Sunday, March 7, 2010

Cinderella must die

I'm venturing off topic today because frankly, all I'm doing is reknitting the Handstrikket sleeve and I don't have much to report. So forgive me this little dalliance.

I awoke this morning remembering my Cinderella watch. A gift from my mother for my seventh birthday, I fell madly in love both with the watch - and with love. Like most little girls of my generation, I WAS Cinderella; in my heart I believed that if I toiled and waited long enough in the filthy fireplace of life that some handsome dude would amble by and give me a shoe. Then I'd live happily ever after. The end. Closing credits.

My rapture heightened with the 1965 television premiere of Rodgers and Hammerstein's musical starring Lesley Anne Warren and Stuart Damon (of soap opera fame) as Cinderella and the Prince; Ginger Rogers and Walter Pidgeon as the King and Queen; Celeste Holm as the Fairy Godmother; Jo Van Fleet as the Stepmother; and Pat Carroll and Barbara Ruick as her daughters Prunella and Esmerelda.

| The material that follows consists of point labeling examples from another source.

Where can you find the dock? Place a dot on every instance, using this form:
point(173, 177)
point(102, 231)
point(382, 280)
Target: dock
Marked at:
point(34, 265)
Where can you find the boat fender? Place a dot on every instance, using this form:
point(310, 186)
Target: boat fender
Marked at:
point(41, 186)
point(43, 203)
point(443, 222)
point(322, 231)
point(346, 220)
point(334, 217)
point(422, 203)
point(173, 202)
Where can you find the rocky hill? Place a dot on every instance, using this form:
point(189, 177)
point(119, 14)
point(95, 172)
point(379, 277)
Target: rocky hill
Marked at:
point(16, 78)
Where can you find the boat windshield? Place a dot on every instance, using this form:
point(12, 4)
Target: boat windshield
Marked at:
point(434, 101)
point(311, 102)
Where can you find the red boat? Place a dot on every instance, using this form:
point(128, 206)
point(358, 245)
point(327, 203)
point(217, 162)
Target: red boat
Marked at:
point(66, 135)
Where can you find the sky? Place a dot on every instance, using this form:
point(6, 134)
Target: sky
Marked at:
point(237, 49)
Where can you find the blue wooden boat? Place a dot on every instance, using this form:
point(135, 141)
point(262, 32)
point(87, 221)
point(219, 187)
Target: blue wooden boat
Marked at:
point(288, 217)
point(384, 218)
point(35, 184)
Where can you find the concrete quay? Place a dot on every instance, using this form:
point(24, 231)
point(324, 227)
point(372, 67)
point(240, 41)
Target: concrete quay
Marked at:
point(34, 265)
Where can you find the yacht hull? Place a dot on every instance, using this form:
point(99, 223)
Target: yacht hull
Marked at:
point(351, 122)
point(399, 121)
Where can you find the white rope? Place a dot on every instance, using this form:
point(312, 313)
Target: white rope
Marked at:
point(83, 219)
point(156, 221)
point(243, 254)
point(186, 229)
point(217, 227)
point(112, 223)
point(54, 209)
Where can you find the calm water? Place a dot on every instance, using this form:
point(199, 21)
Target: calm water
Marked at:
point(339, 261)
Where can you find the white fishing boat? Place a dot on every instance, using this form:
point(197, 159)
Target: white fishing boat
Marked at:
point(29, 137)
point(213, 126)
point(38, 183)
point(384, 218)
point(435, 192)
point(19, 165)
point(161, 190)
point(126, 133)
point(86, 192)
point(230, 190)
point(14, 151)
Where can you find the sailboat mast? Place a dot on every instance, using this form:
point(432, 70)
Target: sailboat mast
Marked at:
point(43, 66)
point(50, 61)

There I was, Cinderella on my wrist and the television screen, and most of all, in my heart. I LOVED IT. I STILL LOVE IT. To this day, I can sing every note.

Fast-forward 40-plus years and I'm celebrating my 51st birthday with my bff, Theresa. Prime rib dinner to die for and plenty of time to comprehensively inventory our boyfriends and the deficiencies and disappointments inherent in our relationships. We love these guys, but c'mon, they ain't no damn Prince Charmings!

For example, Tom gave me a 25-foot Stanley LeverLock Measuring Tape for my birthday - and that's it. No armful of tulips like he'd given me for Valentine's Day nor a gorgeous sapphire ring like he gave me for Christmas. To be fair, this is exactly what I'd asked for, but still... this completely unromantic gift does not a Prince Charming make.

After more of my complaining, Theresa suggested that perhaps Tom wasn't "meeting my needs." Then it hit me: since Tom honestly and usually meets most of my needs, I (and the rest of my generation) must be the unfortunate by-product of a long-told tale of female rescue by a perfect man who - let's face it, girls - DOES NOT EXIST. I've spent a lifetime looking for that rat bastard and his glass slipper - and if I ever find him, I'm going to beat him to death with the damn shoe.

Perhaps this is maturity, or maybe just facing reality. But the fact of the matter is, Tom is a wonderful boyfriend. He is not perfect and does not come equipped with size 9.5 wide crystalline slippers customized just for my middle-aged foot. But he does love me and at this late stage of the game, that is enough. If I ever want to be happy, my inner Cinderella must die. This means I need to be content knowing he remembered my birthday at all and gave me exactly what I asked for - even if it was just a measuring tape.

After a lifetime of looking for Mr. Right, we can learn all we need to know about love from Cinderella's Fairy Godmother: It's Possible! Watch this and weep, girls, and remember that it's all a bunch of crap. Then love it anyway.


  1. Be careful what you ask for! You may just end up getting your measuring tape ;)

    My husband is far from perfect, but he is the perfect husband for me, so as far as I am concerned, I found my prince.

    Fairy tales can come true
    It could happen to you
    If you're young at heart
    La la la la la la la la

    Thanks for making me sing :)

  2. Thanks for making me smile, Michele. You're right... I'm going to aim higher in my future requests! Glad to hear you've found the just-right husband for you. That's all that matters.